Weighted Counterfactual Risk Minimization Principle

The learning principle minimizes the WIPS estimator and its empirical standard deviation at the same time. \[ \pi^{WCRM}=\arg \min_{\pi, p}p^TU^M(\pi)+\lambda\sqrt{\frac{\hat{Var}(p_iU_j^i(\pi))}{\sum_{k=1}^{m}n_k}} \] subject to \[ p=\arg\min_{p}Var_{D}(\hat{R}(\pi)) \]


  • We chose the multi-label datasets from LibSVM for the experiments.
  • we collect bandit dataset by simulating \(y_i\) and report the loss \(\delta\) associated with this sample by the number of correctly predicted labels compared with the ground truth \(y_i^*\)

Two policy to obtain dataset - Use two logging policies in the following experiment - trained using a CRF on these 20% of data - trained on the same data with stochastic multiplier to be \(1\)

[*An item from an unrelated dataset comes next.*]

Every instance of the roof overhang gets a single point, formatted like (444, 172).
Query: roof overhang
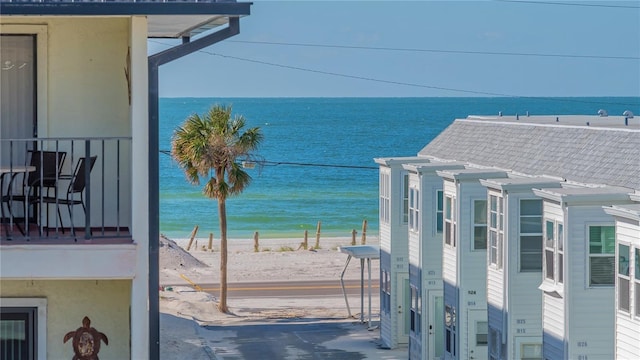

Baseline: CRM Ours: WCRM For both datasets, WCRM maintains good performance even as the quality of logger 1 is degraded, while the naive CRM approach is severly affected.

Paper Survey

@inproceedings{wang2018position, title={Position bias estimation for unbiased learning to rank in personal search}, author={Wang, Xuanhui and Golbandi, Nadav and Bendersky, Michael and Metzler, Donald and Najork, Marc}, booktitle={Proceedings of the Eleventh ACM International Conference on Web Search and Data Mining}, pages={610–618}, year={2018}, organization={ACM} }

  • Learning to Rank
  • Personal Search
  • Compare different schemes for result randomization (i.e., RandTopN and RandPair) and show their negative effect in personal search.
  • Study how to infer such bias from regular click data without relying on randomization.
  • Propose a regression-based Expectation-Maximization (EM) algorithm that is based on a position bias click model and that can handle highly sparse clicks in personal search.
  • Evaluate EM algorithm and the extracted bias in the learning-to-rank setting.
  • Evaluation: weighted MRR and average log likelihood

[2] Risk-Averse Trees for Learning from Logged Bandit Feedback

@inproceedings{trovo2017risk, title={Risk-averse trees for learning from logged bandit feedback}, author={Trov{`o}, Francesco and Paladino, Stefano and Simone, Paolo and Restelli, Marcello and Gatti, Nicola}, booktitle={Neural Networks (IJCNN), 2017 International Joint Conference on}, pages={976–983}, year={2017}, organization={IEEE} }

  • RADT is based on a risk-averse learning method which exploits the joint use of regression trees and statistical confidence bounds
  • RADT generates policies aiming to maximize a lower bound on the expected reward and provides a clear characterization of those features in the context that influence the process the most.
  • RADT algorithm which greedily learns a binary tree to approximate the optimal mapping on the basis of the available dataset and maximizes statistical lower bounds over the expected profit.

[3] Learning to Rank with Selection Bias in Personal Search.

@inproceedings{wang2016learning, title={Learning to rank with selection bias in personal search}, author={Wang, Xuanhui and Bendersky, Michael and Metzler, Donald and Najork, Marc}, booktitle={Proceedings of the 39th International ACM SIGIR conference on Research and Development in Information Retrieval}, pages={115–124}, year={2016}, organization={ACM} }

  • Study the problem of how to leverage sparse click data in personal search and introduce a novel selection bias problem and address it in the learning-to-rank framework
  • Proposes a few bias estimation methods, including a novel query-dependent one that captures queries with similar results and can successfully deal with sparse data.